Por Federico Pita*
Desde el asesinato del joven afroestadounidense Trayvon Martin en el estado de la Florida hace más de tres años y el reciente asesinato de Freddie Gray en Baltimore, también afro, son decenas los afroaestadounidenses muertos a manos de las fuerzas de seguridad pública y privada en los Estados Unidos.
Lamentablemente, ésto no es una novedad, ni en el país del Norte ni mucho menos en todo el continente. Y también incluye a los argentinos. Los casos conocidos como “gatillo fácil” o violencia institucional en nuestro país se han cobrado, en los últimos 12 años, 1.893 vidas (www.contralaviolencia.com.ar)
La equidad racial efectiva es una deuda que aún mantienen las democracias liberales. El emergente es el lógico: un sistema que pondera y empodera, en términos étnicos, a un sector de la sociedad, a la sociedad blanca. Esta porción de la sociedad vive al amparo de la supremacía racial blanca y los privilegios que ésta acarrea. Un ejemplo claro es la sobrerrepresentatividad que goza en los espacios de toma de decisión con la correspondiente subrepresentaciòn de la comunidad afroestadounidense (representación a nivel parlamentario, composición del sistema judicial, tanto magistrados como fiscales, jurados, comisarios, efectivos policiales, etc.). Cínicamente, el sistema reserva la sobrerrepresentación de los últimos sólo en lo referente a población carcelaria.
Los grandes medios de comunicación también juegan su papel a la hora de estigmatizar y demonizar a la comunidad negra, a la que sistemáticamente muestran como violenta e irrespetuosa de la propiedad pública y privada. A su vez, este constante tratamiento que hacen los medios de la población afro, como una amenaza latente para la sociedad, no hace más que alimentar la maquinaria securitaria. Desde el discurso, las víctimas del sistema acaban siendo señalados como victimarios, para luego, desde lo físico, ser encerrados y/o asesinados.
El espíritu de la situación parecería ser el mismo desde los orígenes del sistema político económico social imperante, basado en la mano de obra esclavizada de africanos traídos al continente americano, donde el reparto era simple: los blancos eran la mente y la inteligencia hacedora y los negros la mera fuerza bruta.

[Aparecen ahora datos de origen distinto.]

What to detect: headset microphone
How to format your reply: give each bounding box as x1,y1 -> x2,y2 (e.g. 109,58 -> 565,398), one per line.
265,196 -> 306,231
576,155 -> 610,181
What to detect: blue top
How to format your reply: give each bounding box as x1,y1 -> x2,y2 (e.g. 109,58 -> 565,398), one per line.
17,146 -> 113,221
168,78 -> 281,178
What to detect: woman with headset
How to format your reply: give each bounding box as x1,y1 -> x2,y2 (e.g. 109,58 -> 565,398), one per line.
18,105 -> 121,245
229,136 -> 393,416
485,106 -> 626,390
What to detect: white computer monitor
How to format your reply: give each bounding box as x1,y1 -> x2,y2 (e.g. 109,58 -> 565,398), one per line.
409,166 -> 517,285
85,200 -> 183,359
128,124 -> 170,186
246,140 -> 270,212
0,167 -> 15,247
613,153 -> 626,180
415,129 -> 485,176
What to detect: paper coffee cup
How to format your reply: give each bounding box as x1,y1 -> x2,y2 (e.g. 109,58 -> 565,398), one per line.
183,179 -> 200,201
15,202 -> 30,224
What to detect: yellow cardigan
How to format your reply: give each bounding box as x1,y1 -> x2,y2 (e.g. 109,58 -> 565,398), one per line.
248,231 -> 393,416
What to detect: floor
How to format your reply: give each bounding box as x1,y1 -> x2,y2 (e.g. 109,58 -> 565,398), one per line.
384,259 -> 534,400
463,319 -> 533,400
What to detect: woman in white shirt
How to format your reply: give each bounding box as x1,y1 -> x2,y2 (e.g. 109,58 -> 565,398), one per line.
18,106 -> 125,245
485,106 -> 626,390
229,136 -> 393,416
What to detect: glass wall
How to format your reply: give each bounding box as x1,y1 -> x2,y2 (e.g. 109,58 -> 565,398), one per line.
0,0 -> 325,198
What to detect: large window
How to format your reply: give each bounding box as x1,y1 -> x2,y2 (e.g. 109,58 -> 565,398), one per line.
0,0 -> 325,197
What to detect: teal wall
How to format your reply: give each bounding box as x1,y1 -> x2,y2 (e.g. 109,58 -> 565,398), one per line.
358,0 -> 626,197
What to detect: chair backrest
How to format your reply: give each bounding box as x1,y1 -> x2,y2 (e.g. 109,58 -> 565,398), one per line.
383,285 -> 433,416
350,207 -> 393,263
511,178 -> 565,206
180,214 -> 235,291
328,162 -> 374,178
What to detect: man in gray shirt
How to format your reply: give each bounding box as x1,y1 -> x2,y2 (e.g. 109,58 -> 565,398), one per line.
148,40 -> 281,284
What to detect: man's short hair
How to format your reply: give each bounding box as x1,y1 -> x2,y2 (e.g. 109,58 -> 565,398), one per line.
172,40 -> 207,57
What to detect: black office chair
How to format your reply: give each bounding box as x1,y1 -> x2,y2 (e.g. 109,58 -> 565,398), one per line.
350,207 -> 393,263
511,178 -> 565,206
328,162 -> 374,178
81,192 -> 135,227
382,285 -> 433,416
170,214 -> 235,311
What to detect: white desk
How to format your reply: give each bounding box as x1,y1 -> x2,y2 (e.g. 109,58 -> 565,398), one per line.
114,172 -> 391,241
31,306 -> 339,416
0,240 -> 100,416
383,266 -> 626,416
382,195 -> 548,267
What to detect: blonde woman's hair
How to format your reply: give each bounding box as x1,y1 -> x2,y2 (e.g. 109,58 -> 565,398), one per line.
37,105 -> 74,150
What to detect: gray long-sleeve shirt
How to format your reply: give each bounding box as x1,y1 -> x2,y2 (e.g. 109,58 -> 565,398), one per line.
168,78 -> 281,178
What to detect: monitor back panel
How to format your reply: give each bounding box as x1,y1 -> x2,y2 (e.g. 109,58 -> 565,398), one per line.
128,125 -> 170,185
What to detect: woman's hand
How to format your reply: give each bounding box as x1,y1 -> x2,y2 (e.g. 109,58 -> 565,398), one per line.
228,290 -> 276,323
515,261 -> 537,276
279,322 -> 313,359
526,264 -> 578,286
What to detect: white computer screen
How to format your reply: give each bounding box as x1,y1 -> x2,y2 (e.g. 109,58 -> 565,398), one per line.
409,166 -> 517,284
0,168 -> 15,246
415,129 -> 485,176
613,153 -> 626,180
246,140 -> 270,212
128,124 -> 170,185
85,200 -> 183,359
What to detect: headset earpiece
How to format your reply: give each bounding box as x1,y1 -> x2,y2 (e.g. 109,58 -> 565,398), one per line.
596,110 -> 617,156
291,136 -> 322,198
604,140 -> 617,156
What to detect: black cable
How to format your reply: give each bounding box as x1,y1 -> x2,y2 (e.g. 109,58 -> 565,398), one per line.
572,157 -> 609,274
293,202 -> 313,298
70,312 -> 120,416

Los blancos se reservaban las más altas labores de la vida en la polis mientras que los negros, esclavizados, reducidos a una existencia subhumana, no tenían el más mínimo derecho (mucho menos el derecho a decidir sobre el destino de la Nación).
Lo que sí constituye una novedad, al menos en el contexto estadounidense ya que falsas democracias raciales se han declarado en América Latina con anterioridad, es el falso y peligroso postulado de que se está transitando una “era post racial”. Que el presidente de la principal potencia militar mundial sea negro ha servido de excusa para señalar el fin del racismo. Sin embargo, la realidad indica lo contrario.
El líder por los derechos civiles de los afroestadounidenses, Martin Luther King, en su lucha contra el sistema de segregación racial se preguntaba: “¿De qué le sirve a un hombre poder almorzar en un comedor integrado si no gana suficiente dinero como para comprarse una hamburguesa y un café?”.
Esto nos debe invitar a profundizar el debate acerca de qué democracias queremos en el siglo XXI. Más aún, si nuestros deseos son democracias con el pueblo adentro, debemos comenzar a incorporar la variable racial en la discusión política para, de una vez por todas, romper con el flagelo del racismo estructural.
* Licenciado en Ciencia Política – Universidad de Buenos Aires. Presidente de la Diáspora Africana de la Argentina. Director del periódico El Afroargentino.